DAX – bessere Zeiten voraus?

Zum Jahresausklang stellen sich viele Anleger die Frage: Wie wird das nächste Jahr werden? Und Zeitungen und Analysten überschlagen sich mit entsprechenden Prognosen.

Ich halte ja grundsätzlich nicht sehr viel von Marktprognosen. Zumindest dann nicht, dann wenn diese nur die nächsten Monate oder auch ein ganzes Jahr betreffen. Die derzeitige Konstellation könnte aber tatsächlich eine Basis für eine Neubewertung des DAX (nach oben!) im nächsten Jahr darstellen.
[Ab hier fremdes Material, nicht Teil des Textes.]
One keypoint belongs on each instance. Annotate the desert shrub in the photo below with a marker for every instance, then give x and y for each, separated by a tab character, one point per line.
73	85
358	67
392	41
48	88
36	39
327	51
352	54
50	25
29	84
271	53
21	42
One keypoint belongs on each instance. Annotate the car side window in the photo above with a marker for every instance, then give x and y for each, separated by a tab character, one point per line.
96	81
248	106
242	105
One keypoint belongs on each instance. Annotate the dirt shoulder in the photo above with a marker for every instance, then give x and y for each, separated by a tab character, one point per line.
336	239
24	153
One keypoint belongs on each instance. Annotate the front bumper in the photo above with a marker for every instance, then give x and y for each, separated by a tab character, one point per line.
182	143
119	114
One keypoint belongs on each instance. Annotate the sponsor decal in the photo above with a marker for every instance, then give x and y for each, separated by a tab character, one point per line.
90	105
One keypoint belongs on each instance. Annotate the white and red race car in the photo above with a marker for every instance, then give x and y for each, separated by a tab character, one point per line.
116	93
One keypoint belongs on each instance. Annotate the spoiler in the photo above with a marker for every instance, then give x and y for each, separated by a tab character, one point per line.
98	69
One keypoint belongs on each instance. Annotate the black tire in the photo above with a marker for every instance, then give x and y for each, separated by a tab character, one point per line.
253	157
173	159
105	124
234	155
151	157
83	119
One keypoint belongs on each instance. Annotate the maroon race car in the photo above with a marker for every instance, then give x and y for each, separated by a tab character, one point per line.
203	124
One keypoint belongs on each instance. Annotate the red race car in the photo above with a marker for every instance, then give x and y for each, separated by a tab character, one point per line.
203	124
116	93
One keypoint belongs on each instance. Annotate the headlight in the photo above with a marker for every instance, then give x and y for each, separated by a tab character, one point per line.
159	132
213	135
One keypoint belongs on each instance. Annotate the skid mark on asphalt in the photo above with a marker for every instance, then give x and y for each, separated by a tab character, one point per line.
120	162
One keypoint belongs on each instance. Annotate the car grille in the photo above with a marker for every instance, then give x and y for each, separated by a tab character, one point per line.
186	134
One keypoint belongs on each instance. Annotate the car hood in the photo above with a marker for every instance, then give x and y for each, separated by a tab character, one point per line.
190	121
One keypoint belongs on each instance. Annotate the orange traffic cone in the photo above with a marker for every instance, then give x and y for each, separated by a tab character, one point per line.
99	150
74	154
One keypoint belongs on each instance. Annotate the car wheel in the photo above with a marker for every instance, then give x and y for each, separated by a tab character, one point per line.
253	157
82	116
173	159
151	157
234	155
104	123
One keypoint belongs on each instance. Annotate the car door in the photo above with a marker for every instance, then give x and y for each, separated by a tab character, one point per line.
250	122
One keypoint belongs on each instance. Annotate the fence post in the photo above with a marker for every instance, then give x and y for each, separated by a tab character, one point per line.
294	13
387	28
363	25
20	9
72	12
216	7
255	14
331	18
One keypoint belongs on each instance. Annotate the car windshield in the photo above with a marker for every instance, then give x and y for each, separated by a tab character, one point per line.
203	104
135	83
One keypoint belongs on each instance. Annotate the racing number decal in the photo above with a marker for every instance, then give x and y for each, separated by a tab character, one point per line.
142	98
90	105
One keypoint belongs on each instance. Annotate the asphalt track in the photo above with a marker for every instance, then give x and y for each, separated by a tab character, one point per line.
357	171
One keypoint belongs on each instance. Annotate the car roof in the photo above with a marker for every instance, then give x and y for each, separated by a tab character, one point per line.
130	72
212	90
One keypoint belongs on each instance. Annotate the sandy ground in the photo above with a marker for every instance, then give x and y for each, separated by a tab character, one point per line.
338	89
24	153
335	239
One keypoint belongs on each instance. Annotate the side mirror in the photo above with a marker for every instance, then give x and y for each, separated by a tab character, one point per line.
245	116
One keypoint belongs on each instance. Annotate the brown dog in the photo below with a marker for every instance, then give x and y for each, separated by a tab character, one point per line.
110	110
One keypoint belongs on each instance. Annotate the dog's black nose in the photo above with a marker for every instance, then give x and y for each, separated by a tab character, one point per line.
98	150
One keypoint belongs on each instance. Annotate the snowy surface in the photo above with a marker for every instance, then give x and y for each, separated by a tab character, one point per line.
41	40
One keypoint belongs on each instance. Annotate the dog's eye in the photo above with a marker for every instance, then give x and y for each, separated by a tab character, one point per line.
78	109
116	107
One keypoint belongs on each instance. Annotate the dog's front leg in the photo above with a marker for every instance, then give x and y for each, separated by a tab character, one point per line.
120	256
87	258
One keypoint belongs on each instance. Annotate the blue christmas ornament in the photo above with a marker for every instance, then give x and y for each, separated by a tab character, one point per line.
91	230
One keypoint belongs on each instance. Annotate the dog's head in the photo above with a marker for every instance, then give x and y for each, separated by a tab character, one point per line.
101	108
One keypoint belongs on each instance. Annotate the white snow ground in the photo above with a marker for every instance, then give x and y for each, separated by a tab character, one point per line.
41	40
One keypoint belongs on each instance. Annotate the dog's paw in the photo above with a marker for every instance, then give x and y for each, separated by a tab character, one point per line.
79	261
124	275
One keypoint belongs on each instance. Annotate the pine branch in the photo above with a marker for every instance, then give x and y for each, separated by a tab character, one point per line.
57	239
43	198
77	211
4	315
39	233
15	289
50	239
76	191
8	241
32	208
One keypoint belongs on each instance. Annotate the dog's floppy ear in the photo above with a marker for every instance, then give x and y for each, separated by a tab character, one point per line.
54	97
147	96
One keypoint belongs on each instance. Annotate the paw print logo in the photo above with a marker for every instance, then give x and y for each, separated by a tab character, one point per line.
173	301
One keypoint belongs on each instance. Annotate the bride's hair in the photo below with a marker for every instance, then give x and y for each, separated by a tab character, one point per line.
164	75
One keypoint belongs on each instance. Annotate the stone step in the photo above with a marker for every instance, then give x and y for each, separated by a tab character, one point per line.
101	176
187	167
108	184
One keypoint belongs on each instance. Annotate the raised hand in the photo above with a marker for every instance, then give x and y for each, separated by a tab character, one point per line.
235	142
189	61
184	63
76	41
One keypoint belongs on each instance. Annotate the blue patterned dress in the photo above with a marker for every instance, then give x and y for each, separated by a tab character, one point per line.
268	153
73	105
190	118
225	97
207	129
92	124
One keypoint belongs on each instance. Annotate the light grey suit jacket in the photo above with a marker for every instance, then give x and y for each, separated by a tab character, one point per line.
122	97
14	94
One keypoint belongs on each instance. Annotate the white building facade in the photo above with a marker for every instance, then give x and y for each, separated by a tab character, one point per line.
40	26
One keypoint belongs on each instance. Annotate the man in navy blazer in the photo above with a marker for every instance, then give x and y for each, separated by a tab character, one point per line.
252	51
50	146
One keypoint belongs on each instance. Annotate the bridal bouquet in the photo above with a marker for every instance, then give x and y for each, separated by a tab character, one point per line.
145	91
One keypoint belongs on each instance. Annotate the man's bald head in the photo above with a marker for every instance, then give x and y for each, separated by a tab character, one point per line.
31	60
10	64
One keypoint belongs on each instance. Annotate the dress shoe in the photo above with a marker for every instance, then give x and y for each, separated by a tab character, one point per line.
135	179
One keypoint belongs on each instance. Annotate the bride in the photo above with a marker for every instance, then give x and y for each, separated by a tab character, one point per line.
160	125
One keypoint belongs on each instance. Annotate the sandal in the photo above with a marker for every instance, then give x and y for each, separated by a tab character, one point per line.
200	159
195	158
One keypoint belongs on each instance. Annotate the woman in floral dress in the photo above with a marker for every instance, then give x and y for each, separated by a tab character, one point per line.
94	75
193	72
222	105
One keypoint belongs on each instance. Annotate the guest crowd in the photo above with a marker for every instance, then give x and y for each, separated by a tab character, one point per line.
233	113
Kurzfristig herrscht zwar nach dem extrem guten Monat November zu viel Optimismus im Markt, aber mittelfristig sind viele Zutaten für eine positive Kursentwicklung vorhanden. 

Der Konjunktur-Faktor

Ein Baustein für eine positive Entwicklung des deutschen Aktienmarktes sollte die Konkunkturentwicklung sein.

Der zyklische und stark von Automobil und Finanzwirtschaft geprägte DAX hat in den vergangenen Jahren gegenüber den stark technologielastigen Indices wie dem Nasdaq stark an Boden verloren. 

Das könnte sich jetzt  umkehren. Der zu erwartenden Konkunkturaufschwung in 2021 sollte hier im nächsten Jahr eindeutig Rückenwind geben.  Schon aufgrund der niedrigen Basis der (coronabedingt gedrückten) Gewinne in 2020 werden die Unternehmen im Durchschnitt sehr gute Zahlen berichten. Und die Bewertungen in den USA sind einfach schon viel höher als hier in Europa.

Der Bewertungs-Vorteil

Dass die Bewertung des Aktienmarktes in Deutschland (und Europa insgesamt) nicht wirklich hoch bzw. im normalen Bereich ist, lässt sich an mehreren Kriterien festmachen. Ein sehr guter Bewertungsfaktor ist das Kurs-/Buchwert-Verhältnis (KBV – d.h. das Verhältnis der Bewertung zum Buchwert der Firmen). Das normalerweise bei Bewertungsfragen im Fokus stehende Kurs-Gewinn-Verhältnis (KGV – d.h. des Verhältnis der Bewertung zum Gewinn der Firmen) ist im Moment wenig geeignet, um das Bewertungsniveau realistisch abzuschätzen, da die Gewinne in 2020 (und wohl auch 2021) aufgrund der Corona-Krise nicht langfristig vergleichbar sind. Um im langjährigen Vergleich einen Anhaltspunkt zu finden, ist es deshalb besser, auf die Kurs-Buchwertverhältnisse zu schauen, da diese die längerfristige Wertentwicklung abbilden.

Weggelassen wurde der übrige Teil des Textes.